Falha em central telefônica do Procon-DF prejudica consumidores

Linha ocupada, sinal de chamada inexistente e denúncia sem solução. Essa tem sido a rotina do usuário que liga diariamente para o Instituto de Defesa do Consumidor (Procon) a fim de registrar queixas e não consegue devido a problemas na Central de Atendimento pelo número 151.

Em 2017, o órgão de defesa do consumidor realizou 38.011 atendimentos, entre presenciais e telefônicos. Destes, 8.495 foram pelo 151, número que poderia ser bem maior caso o sistema estivesse em pleno funcionamento.

O Procon reconhece a falha e culpa o equipamento obsoleto, que muitas vezes não direciona as chamadas para os atendimentos ativos. O 151 deveria funcionar de segunda a sexta-feira, das 8h às 16h.

O instituto ressalta que tem projeto básico de aquisição de nova central telefônica em andamento e que está concentrando esforços para sanar falhas do sistema, além de melhorar os serviços prestados ao consumidor

Trecho de nota do Procon enviada ao Metrópoles

Atualmente, a central telefônica recebe denúncias e tira dúvidas. O registro de reclamações deve ser feito presencialmente em um dos 10 postos do Procon ou pelo site. Há ainda o e-mail 151@procon.df.gov.br. Mesmo com todos esses canais, os consumidores reclamam do atendimento e acabam recorrendo, muitas vezes, à página do instituto no Facebook.

Um funcionário que prefere não se identificar relata que a dificuldade na compra da central é falta de gestão. “Se o problema fosse dinheiro a gente entendia, mas não é. Você deixar um contrato de telefonia vencer é falta de gestão”, reclama.

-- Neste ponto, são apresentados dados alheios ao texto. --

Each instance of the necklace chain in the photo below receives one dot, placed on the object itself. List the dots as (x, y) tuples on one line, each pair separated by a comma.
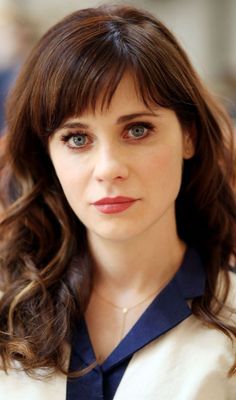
[(124, 310)]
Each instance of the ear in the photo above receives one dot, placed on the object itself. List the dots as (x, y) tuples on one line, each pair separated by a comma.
[(188, 144)]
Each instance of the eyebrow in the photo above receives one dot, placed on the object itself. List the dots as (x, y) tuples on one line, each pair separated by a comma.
[(120, 120)]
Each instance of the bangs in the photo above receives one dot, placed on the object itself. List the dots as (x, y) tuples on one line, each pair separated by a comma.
[(85, 79), (80, 68)]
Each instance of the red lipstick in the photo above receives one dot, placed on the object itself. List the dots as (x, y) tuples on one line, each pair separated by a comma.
[(113, 205)]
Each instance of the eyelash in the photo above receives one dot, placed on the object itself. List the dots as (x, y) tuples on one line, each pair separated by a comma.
[(147, 125)]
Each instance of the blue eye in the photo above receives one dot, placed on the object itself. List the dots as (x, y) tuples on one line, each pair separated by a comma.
[(78, 140), (138, 131)]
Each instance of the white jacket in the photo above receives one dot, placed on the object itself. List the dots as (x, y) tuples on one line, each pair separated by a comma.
[(190, 362)]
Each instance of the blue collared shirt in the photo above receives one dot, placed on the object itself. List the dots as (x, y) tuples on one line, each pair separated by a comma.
[(167, 310)]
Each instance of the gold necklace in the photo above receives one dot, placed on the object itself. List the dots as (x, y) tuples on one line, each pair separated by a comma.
[(124, 310)]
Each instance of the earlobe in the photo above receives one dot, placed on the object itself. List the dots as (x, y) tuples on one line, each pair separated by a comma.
[(189, 148)]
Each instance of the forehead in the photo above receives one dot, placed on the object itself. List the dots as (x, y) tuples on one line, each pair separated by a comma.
[(127, 100)]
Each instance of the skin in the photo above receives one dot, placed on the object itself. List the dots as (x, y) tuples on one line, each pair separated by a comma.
[(136, 251)]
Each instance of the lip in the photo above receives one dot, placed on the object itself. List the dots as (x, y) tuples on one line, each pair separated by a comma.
[(112, 205)]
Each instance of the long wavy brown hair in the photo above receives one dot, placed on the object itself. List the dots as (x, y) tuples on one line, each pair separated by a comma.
[(45, 264)]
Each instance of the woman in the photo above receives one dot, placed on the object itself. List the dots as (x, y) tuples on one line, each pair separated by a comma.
[(119, 230)]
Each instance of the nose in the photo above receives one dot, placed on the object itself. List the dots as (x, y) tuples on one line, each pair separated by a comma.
[(111, 164)]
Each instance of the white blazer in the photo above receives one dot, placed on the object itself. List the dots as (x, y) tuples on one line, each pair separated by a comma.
[(190, 362)]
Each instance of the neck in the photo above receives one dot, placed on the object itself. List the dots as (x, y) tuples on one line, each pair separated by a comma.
[(141, 265)]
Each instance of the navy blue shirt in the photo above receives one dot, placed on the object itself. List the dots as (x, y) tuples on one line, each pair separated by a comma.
[(166, 311)]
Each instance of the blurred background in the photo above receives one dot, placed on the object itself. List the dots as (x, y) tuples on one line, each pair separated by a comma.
[(205, 28)]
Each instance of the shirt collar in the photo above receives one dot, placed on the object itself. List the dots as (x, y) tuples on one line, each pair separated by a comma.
[(167, 310)]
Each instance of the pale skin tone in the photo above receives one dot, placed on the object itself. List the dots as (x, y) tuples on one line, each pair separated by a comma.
[(127, 150)]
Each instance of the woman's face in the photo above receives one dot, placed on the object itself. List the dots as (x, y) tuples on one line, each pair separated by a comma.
[(120, 169)]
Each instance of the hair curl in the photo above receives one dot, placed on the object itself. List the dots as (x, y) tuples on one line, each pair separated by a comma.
[(45, 264)]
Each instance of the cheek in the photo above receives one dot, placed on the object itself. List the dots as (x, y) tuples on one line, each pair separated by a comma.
[(69, 172), (167, 161), (164, 172)]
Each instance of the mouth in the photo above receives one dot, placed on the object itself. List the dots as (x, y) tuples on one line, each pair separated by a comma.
[(112, 205)]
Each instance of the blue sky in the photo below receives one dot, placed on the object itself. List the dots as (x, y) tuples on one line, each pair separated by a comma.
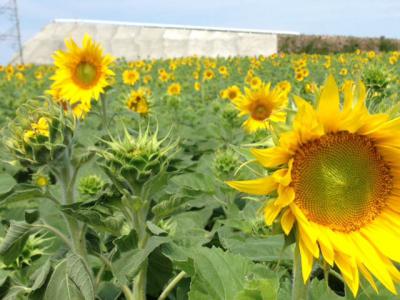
[(344, 17)]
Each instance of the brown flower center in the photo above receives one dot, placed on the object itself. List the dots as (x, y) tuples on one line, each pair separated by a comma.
[(341, 181)]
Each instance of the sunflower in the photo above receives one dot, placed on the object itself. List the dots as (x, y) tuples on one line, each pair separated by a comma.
[(40, 128), (81, 73), (262, 105), (137, 101), (130, 77), (231, 92), (335, 176), (255, 83), (208, 75), (174, 89)]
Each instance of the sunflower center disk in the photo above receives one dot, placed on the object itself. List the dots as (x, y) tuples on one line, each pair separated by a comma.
[(341, 181), (260, 112), (86, 73)]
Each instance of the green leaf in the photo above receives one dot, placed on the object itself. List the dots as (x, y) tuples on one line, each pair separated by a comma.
[(96, 215), (16, 292), (14, 241), (319, 290), (259, 289), (194, 181), (108, 291), (40, 275), (22, 192), (60, 286), (222, 275), (80, 275), (7, 182), (129, 262), (255, 248), (31, 215), (159, 272), (70, 280)]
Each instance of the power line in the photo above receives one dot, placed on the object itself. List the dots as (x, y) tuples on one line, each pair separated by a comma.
[(9, 8)]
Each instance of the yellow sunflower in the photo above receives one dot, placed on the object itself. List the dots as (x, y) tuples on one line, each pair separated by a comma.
[(264, 105), (337, 176), (130, 77), (231, 92), (81, 73), (137, 102), (174, 89)]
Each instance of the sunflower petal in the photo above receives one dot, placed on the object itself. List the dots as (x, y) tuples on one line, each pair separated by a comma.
[(259, 186)]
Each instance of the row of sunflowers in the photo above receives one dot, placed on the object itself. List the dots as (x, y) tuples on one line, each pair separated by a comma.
[(200, 178)]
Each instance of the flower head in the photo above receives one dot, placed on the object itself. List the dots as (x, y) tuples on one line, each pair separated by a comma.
[(81, 73), (263, 106), (336, 177)]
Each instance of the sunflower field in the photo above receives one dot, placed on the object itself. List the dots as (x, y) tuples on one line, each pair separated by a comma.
[(200, 178)]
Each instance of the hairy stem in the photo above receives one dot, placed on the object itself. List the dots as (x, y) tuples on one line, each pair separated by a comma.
[(300, 290), (170, 287)]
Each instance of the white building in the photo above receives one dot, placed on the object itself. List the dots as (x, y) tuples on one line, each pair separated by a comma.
[(134, 41)]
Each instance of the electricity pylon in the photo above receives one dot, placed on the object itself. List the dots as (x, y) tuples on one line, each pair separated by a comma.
[(9, 9)]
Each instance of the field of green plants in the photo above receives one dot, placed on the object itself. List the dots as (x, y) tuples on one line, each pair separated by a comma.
[(124, 194)]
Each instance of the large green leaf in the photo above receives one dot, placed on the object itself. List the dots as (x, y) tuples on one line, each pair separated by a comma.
[(40, 275), (70, 280), (60, 286), (14, 241), (7, 182), (80, 275), (221, 275), (96, 215), (269, 248), (128, 264)]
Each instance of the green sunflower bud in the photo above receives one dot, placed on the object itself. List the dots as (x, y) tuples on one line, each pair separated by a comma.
[(132, 161), (90, 185), (35, 247), (39, 134)]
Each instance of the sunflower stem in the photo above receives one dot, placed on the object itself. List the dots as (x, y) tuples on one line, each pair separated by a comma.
[(104, 116), (300, 289)]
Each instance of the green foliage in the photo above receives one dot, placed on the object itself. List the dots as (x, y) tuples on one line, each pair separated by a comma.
[(121, 202)]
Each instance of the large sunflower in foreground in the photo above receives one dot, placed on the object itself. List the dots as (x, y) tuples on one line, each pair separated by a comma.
[(263, 106), (81, 73), (337, 176)]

A reportagem tentou contato com a central na quinta-feira (19) e na sexta-feira (20), no período da tarde, e nesta segunda-feira (23), pela manhã, mas não conseguiu contato.

Dinheiro bloqueado
Em 13 de julho, o Procon assinou termo de cooperação com o GDF e o Ministério Público do DF e Territórios (MPDFT). O acordo previa a transferência de R$ 50 milhões para o órgão, via Fundo de Defesa do Direito do Consumidor do DF. 

O recurso é proveniente de multas aplicadas de ações movidas por integrantes da  Promotoria de Justiça de Defesa dos Direitos do Consumidor (Prodecon), mas não há previsão para ser liberado.

Segundo o órgão, a verba será utilizada para a compra de uma sede própria e de uma nova central telefônica 151, equipamentos de informática e veículos para atendimento móvel.